Text2Room: Extracting Textured 3D Meshes from 2D Text-to-Image Models

lukashoel.github.io

220 points by amichail 2 years ago

A different project, perhaps, although with the speed they are popping up it's not easy to keep track, but I was just playing around in a live multiplayer 3D worldspace [1] where a text prompt to instant 360 Skybox is a really cool feature to see working as it forms all around you in realtime (cool on PC amazing in VR). It extends the pipeline of whatever Blockade Labs are using under the hood [2].

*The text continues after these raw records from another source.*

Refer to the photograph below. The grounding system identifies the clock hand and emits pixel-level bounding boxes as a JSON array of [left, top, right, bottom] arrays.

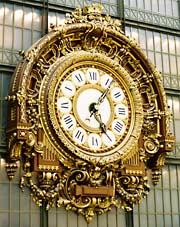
[[97, 80, 114, 105], [93, 112, 112, 141], [93, 111, 107, 133]]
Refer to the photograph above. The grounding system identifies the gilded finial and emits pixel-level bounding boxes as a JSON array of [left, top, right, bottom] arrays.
[[82, 4, 103, 15]]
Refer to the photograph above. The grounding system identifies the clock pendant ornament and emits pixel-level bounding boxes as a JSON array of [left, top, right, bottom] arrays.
[[6, 4, 174, 222]]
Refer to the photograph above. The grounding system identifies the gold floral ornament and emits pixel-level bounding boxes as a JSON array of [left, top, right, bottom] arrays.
[[6, 4, 174, 222]]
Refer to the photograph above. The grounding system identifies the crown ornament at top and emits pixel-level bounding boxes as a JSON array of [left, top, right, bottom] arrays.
[[52, 4, 123, 33], [82, 4, 103, 15]]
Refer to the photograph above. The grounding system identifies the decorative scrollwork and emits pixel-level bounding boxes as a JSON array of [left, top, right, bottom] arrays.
[[115, 175, 150, 211]]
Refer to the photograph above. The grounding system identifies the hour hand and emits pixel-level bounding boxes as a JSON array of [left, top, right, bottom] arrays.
[[94, 112, 107, 133]]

[1] https://hyperfy.io/ai-sky

[2] skybox.blockadelabs.com

avaer 2 years ago

Definitely hard to keep up with the tech, even if you're deep in it.
I presented a 3D gameplay hack of this at the recent Blockade meetup: https://youtu.be/TfRJeedTeOs
The metric depth model I used (ZoeDepth) is quite new -- most previous models were inverse relative depth, with poor scaling properties, especially for artistic worlds.
But now there is a much better depth model coming from Intel called Depth Fusion which they are adding to the Blockade API and also open sourcing (!)...
Also worth checking out what's possible with SD ControlNet: https://twitter.com/BlockadeLabs/status/1634578058287132674

wsgeorge 2 years ago

Reminds me of this project submitted yesterday [0]. I'm trying hard to keep up with the pace of projects and papers being announced. This is all very exciting!

[0] https://zero123.cs.columbia.edu/

smaddox 2 years ago

Cool. Stereoscopic diffusion images coming soon.

MayeulC 2 years ago

Pretty cool. Now, I wonder, can't you label a certain region of space with a prompt, and let the diffuser do its job? Maybe with some mathematical function to bend into another area.

The idea would be to roughly place the elements in a 3D scene, and adjust the prompt as the camera is moved around the scene.

Here, it's obvious that the "fireplace" prompt causes the model to place a new fireplace as the previous one comes out of view.

Even if you can't precisely label portions of an image, changing the prompt as the camera moves (or changing the weight coefficients for a prompt describing multiple orientations) would avoid that kind of "unnatural" result.

Regardless, impressive results! I wonder if it would perform better if it was re-trained to output a depth channel as well.

It could be useful for (artistically) filling gaps in photogrammetry projects.

I can't wait for painting or drawing styles to be applied to the output!

gs17 2 years ago

The example trajectories (https://github.com/lukasHoel/text2room/tree/main/model/traje...) seem to have different prompts for different angles, so you can definitely give a vague layout of the room.

totetsu 2 years ago

Time for a 3D run through of some classic text adventure games :D

tmilard 2 years ago

I do believe this kind of quasi-automatic 3D-Realistic-scene-generator is great. But maybe at the end useless.

So why you ask me ? - Now while the speed of 3D generating is wonderfull, and the 3D accuracy is "Ok" (but will progress more in the short future I bet). So great. But... But it lacks a unforgiving flaw : - You can NEVER correct the 3D the 'automat' has guessed for you. I mean it will go wrong in a few parts, and you can NOT do anything with it.Sadly.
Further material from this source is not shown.